KADININ ŞAHİTLİĞİ (3) PDF 
Pazar, 22 Eylül 2019 00:00

KADININ ŞAHİTLİĞİ (3)

(...dünden devam)

Kadın ve erkeğin mîras haklarını belirleyen 98/12’nci âyette önemli bir husus dikkati çekmektedir: O da erkek gibi kadına da borç ve vasiyyet hakkının tanınmış olmasıdır. Çünkü mîrâsın ancak borcundan ve vasiyyetinden sonra taksim edileceğini bildirmektedir. Bu, kadına, bütün medenî ve sosyal hakların tanındığını gösterir. Kadın mülk sahibi olur, mîras alır, mîrâs bırakır, vasiyyet eder, vasiyyeti yerine getirilir; borç alıp verebilir, şahitlik edebilir.

İslâm’da kız çocuğuna, erkek kardeşinin yarısı kadar mîrâs verilmesi, kızın erkekten aşağı görülmesinden değil; erkeğin, bir âileyi besleyip geçindirmek, kızın ise bir başka erkek tarafından bakılmak durumunda bulunmasından dolayıdır.

Boşanmış kadının dahi henüz iddeti içinde iken nafakasını ve konutunu sağlamak, erkeğin görevidir:

Bakara: 92/240’ncı âyette, kocası ölen kadının bir yıl geçiminin ve konutunun sağlanması öğütlendiği gibi, Talak: 100/6-7’nci âyetlerde de boşanan kadınlara nafaka ve konut sağlanması emredilmektedir.

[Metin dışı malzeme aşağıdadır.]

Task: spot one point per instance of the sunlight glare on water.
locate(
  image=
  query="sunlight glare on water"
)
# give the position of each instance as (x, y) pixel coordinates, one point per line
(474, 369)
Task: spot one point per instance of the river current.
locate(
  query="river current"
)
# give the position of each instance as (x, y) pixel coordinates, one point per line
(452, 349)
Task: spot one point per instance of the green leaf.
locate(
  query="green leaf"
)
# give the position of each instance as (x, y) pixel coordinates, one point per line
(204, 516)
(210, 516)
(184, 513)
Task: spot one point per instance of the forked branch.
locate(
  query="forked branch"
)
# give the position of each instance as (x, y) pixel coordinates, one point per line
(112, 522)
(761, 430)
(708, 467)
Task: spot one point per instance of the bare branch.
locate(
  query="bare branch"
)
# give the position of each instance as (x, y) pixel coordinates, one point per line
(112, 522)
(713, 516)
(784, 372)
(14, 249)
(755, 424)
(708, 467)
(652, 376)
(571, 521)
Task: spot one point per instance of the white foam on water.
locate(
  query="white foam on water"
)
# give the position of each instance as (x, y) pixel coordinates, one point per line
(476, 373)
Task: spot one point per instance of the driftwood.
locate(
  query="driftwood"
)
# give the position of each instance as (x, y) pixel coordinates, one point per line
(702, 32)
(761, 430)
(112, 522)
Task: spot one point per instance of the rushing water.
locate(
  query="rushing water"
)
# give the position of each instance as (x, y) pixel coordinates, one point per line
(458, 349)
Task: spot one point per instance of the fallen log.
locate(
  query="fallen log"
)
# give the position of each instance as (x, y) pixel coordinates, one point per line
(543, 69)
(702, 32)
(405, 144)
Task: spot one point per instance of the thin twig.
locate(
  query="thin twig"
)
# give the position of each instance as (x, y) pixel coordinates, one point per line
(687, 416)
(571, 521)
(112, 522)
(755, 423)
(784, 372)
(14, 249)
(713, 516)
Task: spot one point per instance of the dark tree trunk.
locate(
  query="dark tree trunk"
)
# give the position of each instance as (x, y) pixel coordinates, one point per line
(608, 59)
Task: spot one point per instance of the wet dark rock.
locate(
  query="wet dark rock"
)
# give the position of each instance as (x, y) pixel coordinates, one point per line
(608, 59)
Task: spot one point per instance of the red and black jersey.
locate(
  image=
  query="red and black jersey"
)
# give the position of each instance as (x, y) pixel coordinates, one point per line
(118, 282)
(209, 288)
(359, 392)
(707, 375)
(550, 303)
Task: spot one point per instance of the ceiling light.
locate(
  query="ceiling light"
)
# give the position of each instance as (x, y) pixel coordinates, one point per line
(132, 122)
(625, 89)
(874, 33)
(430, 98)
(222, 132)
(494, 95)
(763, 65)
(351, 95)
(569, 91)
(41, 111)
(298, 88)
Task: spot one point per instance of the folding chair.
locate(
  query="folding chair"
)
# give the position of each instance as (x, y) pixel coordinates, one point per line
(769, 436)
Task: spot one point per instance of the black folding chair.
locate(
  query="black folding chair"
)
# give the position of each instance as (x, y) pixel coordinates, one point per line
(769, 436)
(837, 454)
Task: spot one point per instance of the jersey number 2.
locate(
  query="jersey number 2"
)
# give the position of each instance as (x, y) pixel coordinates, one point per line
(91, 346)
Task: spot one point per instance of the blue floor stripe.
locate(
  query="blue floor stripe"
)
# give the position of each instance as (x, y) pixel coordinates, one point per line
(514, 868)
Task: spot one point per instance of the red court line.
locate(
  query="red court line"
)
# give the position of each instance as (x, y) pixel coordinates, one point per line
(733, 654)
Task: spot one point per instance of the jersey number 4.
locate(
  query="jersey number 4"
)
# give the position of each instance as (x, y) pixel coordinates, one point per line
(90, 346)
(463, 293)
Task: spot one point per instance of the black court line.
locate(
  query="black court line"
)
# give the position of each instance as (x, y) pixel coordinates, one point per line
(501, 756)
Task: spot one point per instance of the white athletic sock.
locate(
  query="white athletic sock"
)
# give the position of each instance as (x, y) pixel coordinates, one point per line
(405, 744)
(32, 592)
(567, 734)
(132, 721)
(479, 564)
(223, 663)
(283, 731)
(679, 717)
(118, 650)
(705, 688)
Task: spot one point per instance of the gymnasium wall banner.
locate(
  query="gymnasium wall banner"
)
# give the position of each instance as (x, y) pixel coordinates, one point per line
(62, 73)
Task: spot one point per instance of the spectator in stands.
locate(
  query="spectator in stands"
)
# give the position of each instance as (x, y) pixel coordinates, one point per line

Görülüyor ki kadını beslemek kocanın üzerine farzdır. Ama kadın zengin de olsa, kendi malından kocasını beslemek zorunda değildir. Şâyet kadın kendi isteğiyle bunu yaparsa o, kendi iyiliğidir. Kocası, kendisini beslemediği takdirde kadın, kocası adına borç edebilir. Ayrıca kadını besleyememek, Hanefî mezhebi dışında kalan üç mezhebe göre ayrılma sebeplerindendir (Hukuku’l-mer’eti fî’l-İslâm, s. 76).

Ayrılmış olan karı kocayı birleşmeye teşvik eden:” Erkeklerin, kadınlar üzerinde hakları olduğu gibi, kadınların da erkekler üzerinde hakları vardır. Erkeklerin, kadınlar üzerinde hakları bir derece daha fazladır” (Bakara: 92/228) âyetinde ifade edildiği üzere erkeklerin, bir derece daha fazla hak sahibi kılınmaları, âile hayatının kuruluşundan ileri gelmektedir. Âileyi koruyup bakımını sağlamak, erkeğin görevidir. Erkek kendisiyle beraber karısının ve çocuklarının nafakasını, konutunu sağlayacak, kadın ise bir başka erkekle evlenip onun tarafından bakılacaktır. Şâyet kız evlenmez veya evlendikten sonra ayrılır da kendisini geçindirecek malı olmazsa ona yine erkek kardeşi bakacaktır. Ayrıca erkek, âile reisidir. Her toplulukta bir başkan gereklidir.

Erkeğe yüklenen bu kadar sorumluluk karşısında ona âile reisliği tanımak ve mîrasta bir kat fazla pay vermek, adâlet ve hikmete uygundur. Başsız yönetim olmaz. Toplumda en küçük idâre birimi âiledir. Âileye de bir baş, yönetici lâzımdır ki hayat düzenli yürüsün. Öteden beri toplumlarda âile reisi erkektir. Âile reisi erkek olduğuna göre onun hakkının, biraz daha ağırlıklı olması doğaldır.

Şunu da belirtmem gerekir ki miras, ahirete ilişkin bir mesele değil, dünyaya ilişkindir. Yani ibadet değil, dünya hukukudur. Karı koca isterlerse medeni kanuna göre taksim yaparlar. İsterse kadın tamamen hakkını erkek kardeşlerine bırakır veya erkek, hakkından vazgeçip mirası kız kardeşine bırakır. İnsanlar razı olduktan sonar mesele kalmaz. Allah katında da sorumlu olmazlar.